Inside the house there is the old darkness, the old smells. Flossie is in her basket. The clock in the hall ticks. The house is cold. The scarred wooden floor, the hunting prints with their unfunny antique humour, the faded William Morris wallpaper full of strange, devouring forms: it is more than familiar, it is thick with subconscious life, like a forest in a fairy tale. The house is haunted, Leo knows it is. Only once, when he was seventeen, he spent the night here alone. Something said his name, sat on the bed. He had been asleep and the feeling of a weight on the bed woke him. It made it worse, to have been asleep. It is worse to go into something unconscious. He shouted at it to go away, went all round the house turning the lights on and shouting. To shout at nothing is to break some contract with yourself, with reality. Thinking about it now, he sees that his life has been punctuated by such incidents. Reality is personal too. He’s had to break it to advance himself, to go forward. It’s the only way he can get to the place where he feels comfortable.

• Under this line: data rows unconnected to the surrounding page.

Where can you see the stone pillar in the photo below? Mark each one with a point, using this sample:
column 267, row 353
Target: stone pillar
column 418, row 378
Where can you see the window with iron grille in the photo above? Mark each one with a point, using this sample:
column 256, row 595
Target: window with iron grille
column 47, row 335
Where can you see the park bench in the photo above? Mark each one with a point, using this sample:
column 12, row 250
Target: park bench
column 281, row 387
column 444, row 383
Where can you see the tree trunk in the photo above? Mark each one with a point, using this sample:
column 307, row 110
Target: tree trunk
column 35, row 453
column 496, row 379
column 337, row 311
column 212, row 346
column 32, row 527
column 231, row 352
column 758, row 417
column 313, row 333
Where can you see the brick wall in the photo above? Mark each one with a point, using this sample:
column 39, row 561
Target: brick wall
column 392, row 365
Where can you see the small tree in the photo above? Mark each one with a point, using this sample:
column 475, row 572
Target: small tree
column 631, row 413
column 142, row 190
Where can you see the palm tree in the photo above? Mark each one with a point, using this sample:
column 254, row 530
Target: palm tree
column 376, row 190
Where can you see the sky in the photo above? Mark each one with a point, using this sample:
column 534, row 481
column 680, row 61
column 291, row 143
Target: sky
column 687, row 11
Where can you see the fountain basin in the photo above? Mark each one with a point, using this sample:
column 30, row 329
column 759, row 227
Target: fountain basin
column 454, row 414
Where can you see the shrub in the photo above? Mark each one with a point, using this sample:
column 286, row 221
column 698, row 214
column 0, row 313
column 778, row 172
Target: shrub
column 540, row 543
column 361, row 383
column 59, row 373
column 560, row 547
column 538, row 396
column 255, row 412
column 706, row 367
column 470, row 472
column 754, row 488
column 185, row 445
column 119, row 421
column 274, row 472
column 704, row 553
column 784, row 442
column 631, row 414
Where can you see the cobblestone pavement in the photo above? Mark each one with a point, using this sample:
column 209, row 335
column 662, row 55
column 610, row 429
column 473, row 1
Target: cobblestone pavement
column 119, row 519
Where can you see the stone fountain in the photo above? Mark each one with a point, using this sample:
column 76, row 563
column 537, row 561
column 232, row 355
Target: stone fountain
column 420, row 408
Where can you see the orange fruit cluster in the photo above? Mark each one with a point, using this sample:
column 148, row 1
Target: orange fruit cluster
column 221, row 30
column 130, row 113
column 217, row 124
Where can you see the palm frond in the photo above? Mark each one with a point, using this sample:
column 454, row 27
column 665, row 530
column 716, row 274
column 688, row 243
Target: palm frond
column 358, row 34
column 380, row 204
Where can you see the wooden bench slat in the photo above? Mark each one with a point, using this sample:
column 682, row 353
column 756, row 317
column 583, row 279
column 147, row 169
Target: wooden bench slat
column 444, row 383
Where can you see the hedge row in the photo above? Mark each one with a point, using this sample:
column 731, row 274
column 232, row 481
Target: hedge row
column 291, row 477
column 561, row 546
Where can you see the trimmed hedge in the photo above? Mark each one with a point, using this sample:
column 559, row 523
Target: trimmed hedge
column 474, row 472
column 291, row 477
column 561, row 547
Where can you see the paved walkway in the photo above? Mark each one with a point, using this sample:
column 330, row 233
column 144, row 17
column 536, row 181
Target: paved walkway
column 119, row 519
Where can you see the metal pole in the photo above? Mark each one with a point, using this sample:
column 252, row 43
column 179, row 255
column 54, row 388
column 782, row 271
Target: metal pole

‘Work going well?’ his father says. ‘Any new commissions recently?’
‘It’s all right,’ Leo says. ‘It’s much the same.’
He doesn’t know where Dads has got hold of this commissions idea. Leo is a copywriter. He writes copy for the same agency he has always written for. Yet every time he sees his father he starts talking about commissions. It sounds like an army word: it isn’t a word Leo has ever applied to himself. He supposes it’s his father’s way of rationalising the troublesome fact that Leo is not an employee. He is freelance, a mercenary, a soldier of fortune. One day he’ll receive his commission and off he’ll go into the sunset.